The value of money is a fluid and fragile thing, as is the economy in which it circulates. It is based on trust, expectation, hope, and fear, which are all human qualities. Look as hard as you might, you will find no external standard, no ultimate value, nothing that endures beyond tomorrow. Money, like the wink of a king, is in the eye of the beholder.
1. As I understand it, bitcoins are simply encrypted strings of data secured by a digital signature. You acquire them; you lock them up in a digital “wallet”; you transfer them to other people’s wallets. In place of a government, bank, or other financial institution—“a trusted third party”—to keep you from spending the same string of digits in two different places at once, the bitcoin system uses a system of timed identity stamps encoded into the string. You start by creating a virtual wallet that lets you accept a string of data from other users as payment for something you’re selling and then you pass that string along to still other users in exchange for something you’re buying, and each transaction carries a timed code. This is not all that different from the dollar-denominated strings of code you keep in a bank account and pay out with a check or credit card transaction through the bank’s clearing house or card service.
What I don’t understand is where the first bitcoin came from, or how more bitcoins would be created sui generis as the volume of transactions increases and the value of the system swells. In a centrally supported system, the amount of dollars in circulation is controlled by the Federal Reserve or other central bank, which sells its own securities to financial institutions in the banking system and sets the amount of reserves the local bank must hold against the dollars it has on deposit. Without this ability to authorize the creation of new money, only that first bitcoin would ever be in circulation, passing from hand to hand.

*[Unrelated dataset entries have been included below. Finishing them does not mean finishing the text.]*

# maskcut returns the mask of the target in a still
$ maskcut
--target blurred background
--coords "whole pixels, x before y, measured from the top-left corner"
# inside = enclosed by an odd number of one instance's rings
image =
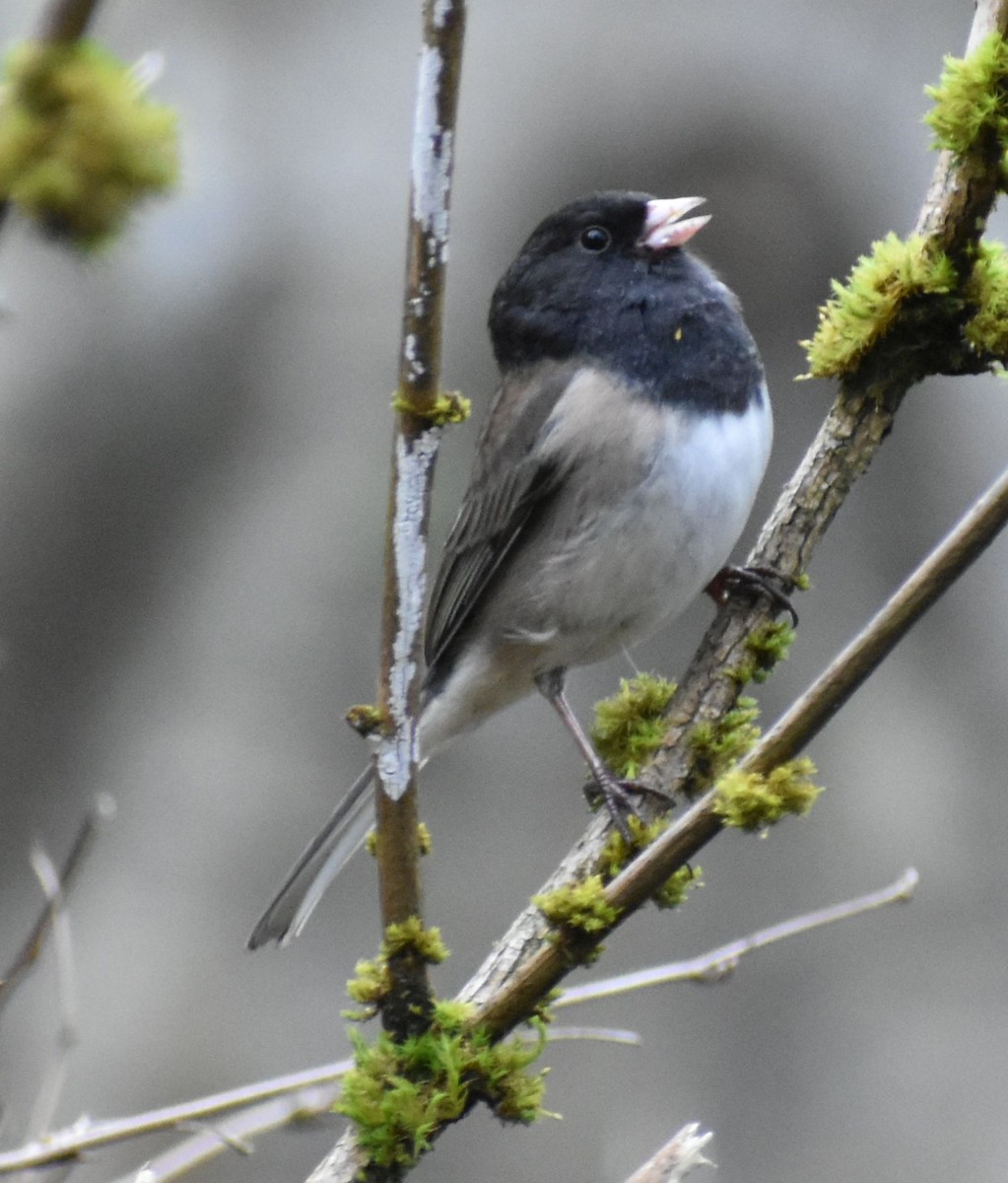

Supposedly, you can buy fresh bitcoins with conversion of the funds you already have in your local currency. But that just passes the value proposition back to your Federal Reserve or other central bank: if your dollars are eroding through inflation, you will need more of them this month to buy the same amount of bitcoins you bought last month. The value of each bitcoin might grow in terms of the dollars you put in. But the same could be said of converting your dollars to Swiss francs or Japanese yen for a transaction. And you arrive at the other side of the value equation when you cash out your bitcoins. The bitcoin is not really a hedge against inflation.
2. If this looks like a Marxist proposition—that all value derives from human labor—then so be it. Actually, I believe I’m expanding on the Marxists to account for human transactions such as loans and investments. I would say that all value comes from human energy, expressed both as physical labor and as willful intention and purpose. The desire to delay present gratification in order to invest in an enterprise is just as valid a human activity as the necessity of working each day for bread or a paycheck. Certainly, all value derives from human desires and activities. For example, consider that an uncut diamond the size of the Earth might lie at the heart of Jupiter, but since it has nothing to do with human beings—that is, we cannot get to it, touch it, treasure it, or trade it—that diamond has no value in our economic system.
3. Contrast this with a medium that has no human-energy or scarcity value. “Here, let me pay you with this rock.” “No thanks, there are plenty more in a pile over there.”
4. Like a Renaissance Italian banker who has promised to pay out his gold but issues other letters of credit instead and never has to open his vault.